Most, if not all, eukaryotic cells are sensitive to mechanical signals, and it has generally been assumed that the magnitude of the cellular response will correspond to the magnitude of the deformation. This is particularly true in bone tissue where the mineralized matrix seemingly protects the resident cell population from high levels of deformation, and thus higher loads are considered necessary to transduce load information to osteoblasts and osteocytes. The mechano-responsiveness of bone was recognized as early as the 16th century [1], and since, it has been presumed that a threshold of 0.1% strain would have to be exceeded to become anabolic [2], while strains below this level of deformation were considered insufficient to retain tissue morphology and thus would be permissive to catabolism [3], [4].

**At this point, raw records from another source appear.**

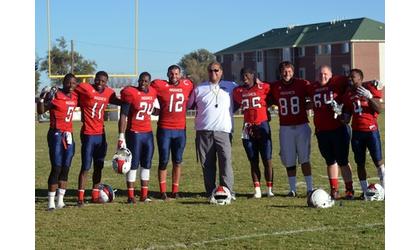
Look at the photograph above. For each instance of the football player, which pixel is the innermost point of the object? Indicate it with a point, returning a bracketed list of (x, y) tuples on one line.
[(93, 100), (361, 101), (171, 136), (256, 135), (290, 95), (332, 134), (60, 136), (138, 108)]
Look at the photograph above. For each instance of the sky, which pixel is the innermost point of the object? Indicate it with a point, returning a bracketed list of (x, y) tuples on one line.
[(103, 30)]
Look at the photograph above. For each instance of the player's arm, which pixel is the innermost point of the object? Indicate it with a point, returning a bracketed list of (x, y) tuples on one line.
[(113, 99)]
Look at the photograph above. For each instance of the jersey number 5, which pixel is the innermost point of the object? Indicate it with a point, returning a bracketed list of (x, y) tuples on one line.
[(176, 105)]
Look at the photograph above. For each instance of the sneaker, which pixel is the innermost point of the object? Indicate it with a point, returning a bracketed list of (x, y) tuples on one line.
[(145, 199), (334, 194), (131, 201), (175, 195), (61, 205), (349, 195)]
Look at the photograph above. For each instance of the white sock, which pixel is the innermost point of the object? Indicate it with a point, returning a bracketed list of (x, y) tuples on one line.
[(363, 185), (381, 174), (51, 196), (61, 193), (308, 180), (292, 183)]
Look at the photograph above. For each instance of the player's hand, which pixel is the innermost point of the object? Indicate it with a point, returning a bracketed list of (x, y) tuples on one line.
[(337, 108), (364, 92), (121, 141)]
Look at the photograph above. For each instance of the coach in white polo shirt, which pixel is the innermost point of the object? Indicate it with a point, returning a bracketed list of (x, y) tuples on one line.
[(213, 124)]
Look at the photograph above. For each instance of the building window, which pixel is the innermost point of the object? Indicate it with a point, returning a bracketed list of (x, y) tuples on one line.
[(301, 51), (345, 48), (259, 56), (319, 49), (345, 69), (238, 57), (286, 54), (327, 49), (302, 73)]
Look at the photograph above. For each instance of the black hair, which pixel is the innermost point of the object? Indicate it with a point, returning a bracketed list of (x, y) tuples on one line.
[(250, 71), (101, 73), (358, 71), (286, 64), (145, 74), (174, 66), (67, 77)]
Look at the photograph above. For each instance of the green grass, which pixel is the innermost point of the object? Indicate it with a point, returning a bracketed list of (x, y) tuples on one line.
[(276, 223)]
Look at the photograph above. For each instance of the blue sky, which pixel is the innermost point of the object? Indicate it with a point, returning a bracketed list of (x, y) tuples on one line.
[(103, 30)]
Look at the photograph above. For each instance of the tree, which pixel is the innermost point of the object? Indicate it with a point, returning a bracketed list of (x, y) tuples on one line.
[(37, 75), (61, 61), (195, 64)]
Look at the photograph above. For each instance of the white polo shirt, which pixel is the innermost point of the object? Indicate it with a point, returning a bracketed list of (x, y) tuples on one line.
[(214, 105)]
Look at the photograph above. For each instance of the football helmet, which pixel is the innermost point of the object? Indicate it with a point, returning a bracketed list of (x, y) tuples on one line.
[(375, 192), (221, 196), (106, 193), (318, 198), (121, 162)]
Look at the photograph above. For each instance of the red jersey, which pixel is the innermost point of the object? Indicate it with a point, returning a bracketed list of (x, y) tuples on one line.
[(364, 118), (253, 102), (141, 108), (61, 111), (173, 101), (322, 97), (93, 104), (291, 98)]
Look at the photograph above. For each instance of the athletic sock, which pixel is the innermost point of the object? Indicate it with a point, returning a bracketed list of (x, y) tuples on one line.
[(349, 185), (334, 184), (292, 183), (381, 174), (80, 195), (162, 186), (144, 191), (364, 185), (51, 196), (95, 194), (60, 196), (308, 180), (130, 193), (175, 188)]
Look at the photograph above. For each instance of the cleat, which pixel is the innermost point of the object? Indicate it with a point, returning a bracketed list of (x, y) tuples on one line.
[(80, 203), (61, 205), (334, 194), (145, 199), (131, 201), (175, 195), (349, 195), (163, 196)]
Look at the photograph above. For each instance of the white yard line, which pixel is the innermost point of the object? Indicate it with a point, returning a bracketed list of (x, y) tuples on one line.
[(298, 231)]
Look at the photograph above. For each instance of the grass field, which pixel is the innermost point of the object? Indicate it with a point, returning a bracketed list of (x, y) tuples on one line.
[(267, 223)]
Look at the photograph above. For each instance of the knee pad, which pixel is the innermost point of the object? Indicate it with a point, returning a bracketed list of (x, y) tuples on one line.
[(64, 174), (53, 178), (131, 176), (144, 174), (162, 166)]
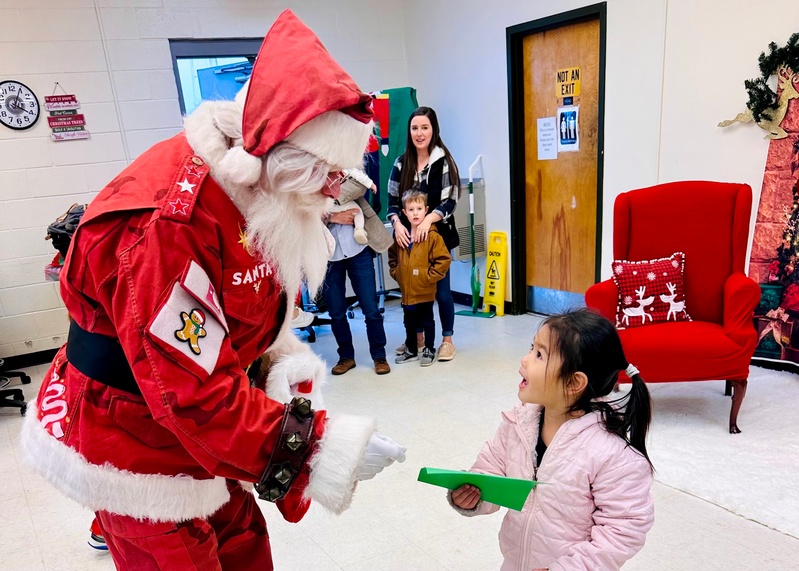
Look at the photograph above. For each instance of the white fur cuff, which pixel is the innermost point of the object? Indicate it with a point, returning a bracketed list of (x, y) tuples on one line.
[(335, 465)]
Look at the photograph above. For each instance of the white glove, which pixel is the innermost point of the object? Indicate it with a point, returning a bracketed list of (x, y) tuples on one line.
[(381, 451)]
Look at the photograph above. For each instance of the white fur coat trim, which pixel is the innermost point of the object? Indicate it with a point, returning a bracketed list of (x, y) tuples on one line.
[(335, 466), (153, 496)]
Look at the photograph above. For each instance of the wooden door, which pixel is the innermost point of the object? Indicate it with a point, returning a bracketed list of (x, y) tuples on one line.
[(561, 194)]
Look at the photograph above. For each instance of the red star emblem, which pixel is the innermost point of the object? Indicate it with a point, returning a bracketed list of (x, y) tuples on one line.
[(193, 171), (179, 206)]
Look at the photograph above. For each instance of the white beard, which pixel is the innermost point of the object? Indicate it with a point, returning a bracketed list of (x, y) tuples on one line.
[(287, 231)]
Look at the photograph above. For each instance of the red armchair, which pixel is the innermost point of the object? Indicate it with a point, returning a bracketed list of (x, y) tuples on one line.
[(709, 222)]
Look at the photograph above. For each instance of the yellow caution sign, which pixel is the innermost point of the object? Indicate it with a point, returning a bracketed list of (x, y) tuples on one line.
[(496, 264)]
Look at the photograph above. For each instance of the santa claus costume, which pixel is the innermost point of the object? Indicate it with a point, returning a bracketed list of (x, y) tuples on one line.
[(177, 280)]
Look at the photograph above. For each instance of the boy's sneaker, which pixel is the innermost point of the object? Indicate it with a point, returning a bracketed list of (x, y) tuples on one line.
[(400, 349), (406, 358), (446, 352), (428, 356), (96, 539)]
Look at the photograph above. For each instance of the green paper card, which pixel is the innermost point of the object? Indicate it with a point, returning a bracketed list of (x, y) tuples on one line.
[(508, 492)]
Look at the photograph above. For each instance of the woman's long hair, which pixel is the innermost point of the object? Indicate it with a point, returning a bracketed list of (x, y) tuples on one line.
[(409, 157), (589, 343)]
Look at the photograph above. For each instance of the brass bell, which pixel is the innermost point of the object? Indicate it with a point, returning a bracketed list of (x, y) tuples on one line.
[(301, 408), (294, 442)]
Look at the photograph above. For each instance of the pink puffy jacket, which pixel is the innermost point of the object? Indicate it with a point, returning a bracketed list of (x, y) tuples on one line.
[(596, 509)]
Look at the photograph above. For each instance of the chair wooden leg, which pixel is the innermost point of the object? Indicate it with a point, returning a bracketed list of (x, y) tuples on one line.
[(738, 393)]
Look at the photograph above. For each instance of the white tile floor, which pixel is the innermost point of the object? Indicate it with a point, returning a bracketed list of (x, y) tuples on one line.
[(442, 414)]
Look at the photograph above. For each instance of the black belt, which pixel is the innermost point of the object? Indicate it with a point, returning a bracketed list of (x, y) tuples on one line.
[(100, 358)]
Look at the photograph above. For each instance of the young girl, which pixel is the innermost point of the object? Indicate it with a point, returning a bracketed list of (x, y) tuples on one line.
[(596, 506), (428, 166)]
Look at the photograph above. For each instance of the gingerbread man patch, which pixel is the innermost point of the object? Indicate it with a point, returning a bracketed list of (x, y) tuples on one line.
[(192, 329), (187, 328)]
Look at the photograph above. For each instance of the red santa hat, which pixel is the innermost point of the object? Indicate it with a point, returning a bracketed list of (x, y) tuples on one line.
[(300, 94)]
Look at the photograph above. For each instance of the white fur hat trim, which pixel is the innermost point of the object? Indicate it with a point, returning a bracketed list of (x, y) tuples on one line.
[(334, 137)]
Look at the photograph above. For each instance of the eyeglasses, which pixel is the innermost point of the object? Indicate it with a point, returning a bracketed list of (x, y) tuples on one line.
[(336, 177)]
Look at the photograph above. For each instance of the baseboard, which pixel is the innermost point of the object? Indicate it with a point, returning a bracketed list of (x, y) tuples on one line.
[(775, 365), (28, 360), (466, 299)]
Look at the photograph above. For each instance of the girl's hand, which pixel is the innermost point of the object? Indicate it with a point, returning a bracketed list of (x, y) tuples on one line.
[(422, 230), (466, 497), (401, 235)]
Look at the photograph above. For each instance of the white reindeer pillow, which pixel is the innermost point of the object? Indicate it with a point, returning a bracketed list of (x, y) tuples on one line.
[(650, 291)]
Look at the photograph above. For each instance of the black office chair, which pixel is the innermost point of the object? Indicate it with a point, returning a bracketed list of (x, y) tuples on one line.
[(12, 397)]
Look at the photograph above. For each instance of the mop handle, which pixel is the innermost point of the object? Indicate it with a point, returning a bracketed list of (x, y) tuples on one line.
[(479, 159)]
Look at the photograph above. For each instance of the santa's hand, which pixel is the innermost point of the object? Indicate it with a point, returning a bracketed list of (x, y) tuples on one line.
[(381, 451)]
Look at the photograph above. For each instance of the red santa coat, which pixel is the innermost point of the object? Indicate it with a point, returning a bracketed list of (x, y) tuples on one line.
[(161, 262)]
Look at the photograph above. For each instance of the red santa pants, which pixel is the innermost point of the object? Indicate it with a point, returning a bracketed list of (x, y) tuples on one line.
[(235, 537)]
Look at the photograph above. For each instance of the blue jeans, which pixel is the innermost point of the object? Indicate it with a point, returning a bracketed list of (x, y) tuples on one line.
[(361, 270)]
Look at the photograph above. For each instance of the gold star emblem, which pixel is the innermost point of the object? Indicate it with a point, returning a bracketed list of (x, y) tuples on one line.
[(244, 241)]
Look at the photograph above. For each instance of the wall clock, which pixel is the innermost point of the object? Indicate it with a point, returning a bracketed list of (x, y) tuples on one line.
[(19, 108)]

Contrasting with this more is better principle, recent work suggests that matrix strains two orders of magnitude below this threshold can be anabolic to bone [5], [6]. The anabolic potential of these vibratory mechanical signals that generate matrix deformations of less than 0.001% strain depended on the frequency at which they were applied, with the greatest response arising within the range of 20–100 Hz [7], [8]. The means by which such low-level mechanical signals can be anabolic to a tissue such as bone is not clear. If cortical matrix deformations of less than 0.001% strain, measured at the periosteum, were transduced directly to the resident osteoblast or osteocyte population, the deformation of the cell itself would be less than one Angstrom. Given that such deformations may be too small to be recognized by cells [9], [10], byproducts of matrix deformation, such as fluid flow induced shear stresses, streaming potentials, fluid drag on pericellular processes, or enhanced nutrient transport, may contribute to a cell's responsiveness to mechanical signals [11], [12]. Yet even these alternative pathways are dependent on matrix deformation and therefore will be very small in magnitude during low-level mechanical stimulation.

In contrast to a matrix deformation dependent pathway for mechanotransduction, the frequency sensitivity of the adaptive system points towards a more fundamental, perhaps unrecognized, pathway by which physical signals interact with the tissues and cells. Indeed, a mechanism that would allow a cell to sense mechanical signals directly without reliance on matrix strain would obviate the need for compensatory tissue-level amplification mechanisms [9], reduce complexity in the system, and may provide cells with mechanical information without the potential for damaging the surrounding tissue. Our hypothesis is that the physical acceleration of a cell may present such a signal which can transmit physical challenges to a receptive cell population in an efficient and safe manner [13].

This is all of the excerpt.